Survival under stress: molecular mechanisms of metabolic rate depression in animals
Kenneth B. Storey
For many species, survival under harsh environmental conditions includes metabolic rate depression, an escape into a hypometabolic or dormant state. Studies in my laboratory are analysing the molecular mechanisms and regulatory events that underlie transitions to and from hypometabolic states In systems including anoxia-tolerant turtles and molluscs, estivating snails and toads, hibernating small mammals, and freeze tolerant frogs and insects.
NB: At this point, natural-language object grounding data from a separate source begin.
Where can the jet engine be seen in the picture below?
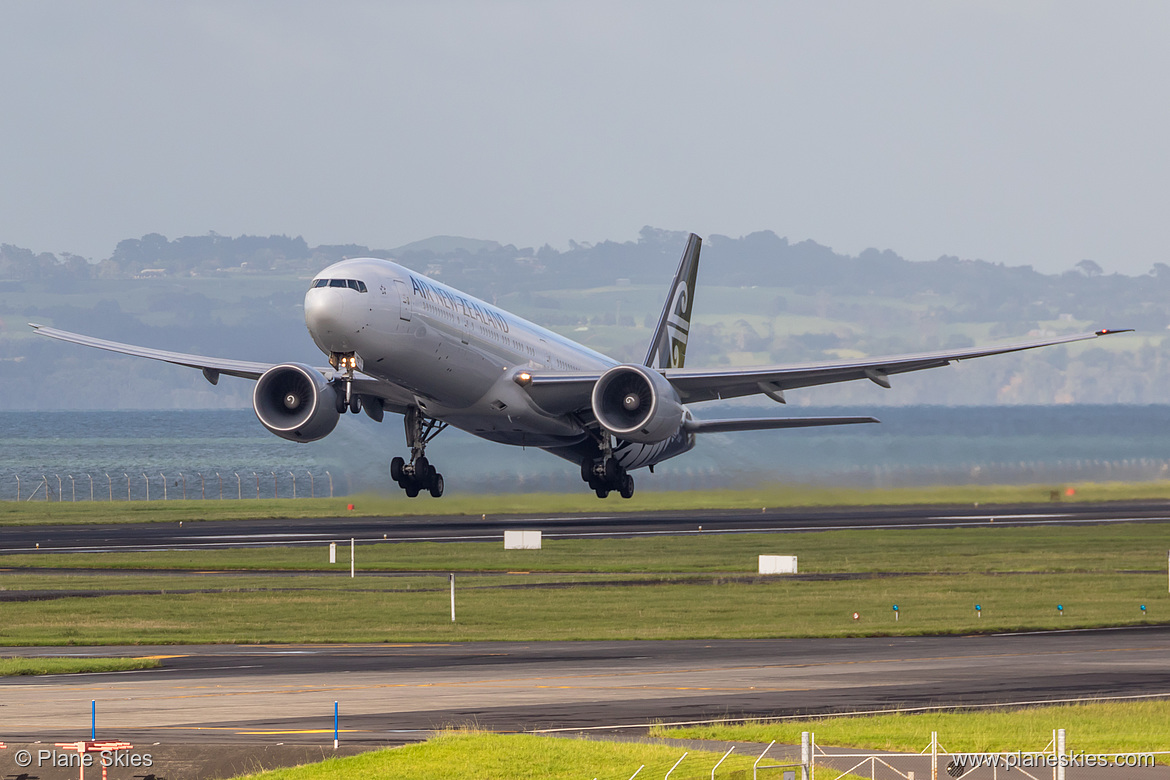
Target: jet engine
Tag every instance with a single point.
(296, 402)
(637, 404)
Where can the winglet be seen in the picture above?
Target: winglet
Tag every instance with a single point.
(668, 347)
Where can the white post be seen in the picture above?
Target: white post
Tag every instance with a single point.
(761, 759)
(1060, 754)
(721, 761)
(675, 764)
(934, 756)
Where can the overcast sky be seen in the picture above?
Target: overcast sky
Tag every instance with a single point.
(1016, 132)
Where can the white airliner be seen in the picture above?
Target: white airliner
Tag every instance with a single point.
(403, 343)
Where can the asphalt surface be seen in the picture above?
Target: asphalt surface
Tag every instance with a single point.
(262, 697)
(311, 531)
(397, 692)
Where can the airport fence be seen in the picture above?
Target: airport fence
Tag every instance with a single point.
(1051, 761)
(177, 485)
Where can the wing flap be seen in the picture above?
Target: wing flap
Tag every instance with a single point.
(696, 385)
(212, 367)
(768, 423)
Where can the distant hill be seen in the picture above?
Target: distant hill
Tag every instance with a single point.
(446, 244)
(761, 299)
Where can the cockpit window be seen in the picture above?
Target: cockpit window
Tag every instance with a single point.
(353, 284)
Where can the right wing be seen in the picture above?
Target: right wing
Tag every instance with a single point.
(212, 367)
(393, 398)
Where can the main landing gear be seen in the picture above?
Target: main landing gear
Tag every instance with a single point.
(606, 474)
(418, 475)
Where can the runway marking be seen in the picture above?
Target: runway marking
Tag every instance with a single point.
(545, 682)
(982, 705)
(961, 520)
(301, 731)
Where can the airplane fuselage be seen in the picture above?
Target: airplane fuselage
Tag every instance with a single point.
(455, 354)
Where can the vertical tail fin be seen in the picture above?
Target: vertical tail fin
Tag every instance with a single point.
(668, 347)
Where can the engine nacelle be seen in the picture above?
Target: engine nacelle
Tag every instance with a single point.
(637, 404)
(296, 402)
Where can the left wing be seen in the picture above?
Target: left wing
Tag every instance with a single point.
(561, 393)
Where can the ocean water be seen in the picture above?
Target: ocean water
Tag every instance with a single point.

Our newest research targets two areas: the role of protein kinases in regulating metabolic adjustments and the role of stress-induced gene expression in producing specific adaptive proteins. Protein kinases A, C and G are all linked to stress-induced signal transduction in various systems, and new studies also show tissue-specific activation of mitogen-activated protein kinases (ERK, JNK, see list of abbreviations p38). Protein adaptations supporting stress tolerance are being sought using cDNA library screening, differential display PCR and Northern blotting to analyse gene expression. These techniques offer new insights into the types of cellular targets that must be coordinated to achieve metabolic suppression and facilitate easy analysis of organ-, time-, and stress-specific gene expression. For example, freeze-induced gene expression in frog liver includes upregulation of genes for subunits of fibrinogen and ADP/ATP translocase, whereas mitochondrial genes coding for subunits of NADH-ubiquinone oxidoreductase subunit 5 and cytochrome C oxidase subunit 1 were upregulated during anoxia in turtle heart.